Gerhard Richter (German: [ˈʀɪçtɐ]; born 9 February 1932) is a German visual artist. Richter has produced abstract as well as photorealistic paintings, and also photographs and glass pieces.
I am thankful that the church exists, thankful that it has done such great things, giving us laws, for instance - 'thou shalt' and 'thou shalt not', and established Goodness and Evil. That's what all religions do, and as soon as we try to replace them, worldly religions like fascism and communism take over.
Experience has proved that there is no difference between a so-called realist painting - of a landscape, for example - and an abstract painting. They both have more or less the same effect on the observer.
In the beginning I tried to accommodate everything there that was somewhere between art and garbage and that somehow seemed important to me and a pity to throw away. After a while, some sheets in the Atlas acquired another value, after all - that is, it seemed to me that they could stand on their own terms, not only under the protection of the Atlas.

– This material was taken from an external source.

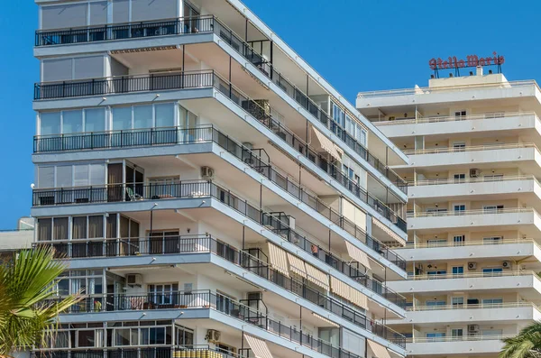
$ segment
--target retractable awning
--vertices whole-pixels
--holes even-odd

Art is always to a large extent about need, despair and hopelessness.
With a brush you have control. The paint goes on the brush and you make the mark. From experience you know exactly what will happen. With the squeegee you lose control.
Everything has a reason, including the selection of the photos, which was not arbitrary but appropriate to the period, its highs and lows and my sense of them.
When I first painted a number of canvases grey all over (about eight years ago), I did so because I did not know what to paint, or what there might be to paint: so wretched a start could lead to nothing meaningful. As time went on, however, I observed differences of quality among the grey surfaces - and also that these betrayed nothing of the destructive motivation that lay behind them. The pictures began to teach me. By generalizing a personal dilemma, they resolved it.
It can be a work by Mondrian, a piece of music by Schönberg or Mozart, a painting by Leonardo, Barnett Newman or also Jackson Pollock. That's beautiful to me. But also nature. A person can be beautiful as well. And beauty is also defined as 'untouched'. Indeed, that's an ideal: that we humans are untouched and therefore beautiful.
It was not possible for us to produce the same optimism and the same kind of humour or irony. Actually, it was not irony. Lichtenstein is not ironic but he does have a special kind of humour. That's how I could describe it: humour and optimism. For Polke and me, everything was more fragmented. But how it was broken up is hard to describe.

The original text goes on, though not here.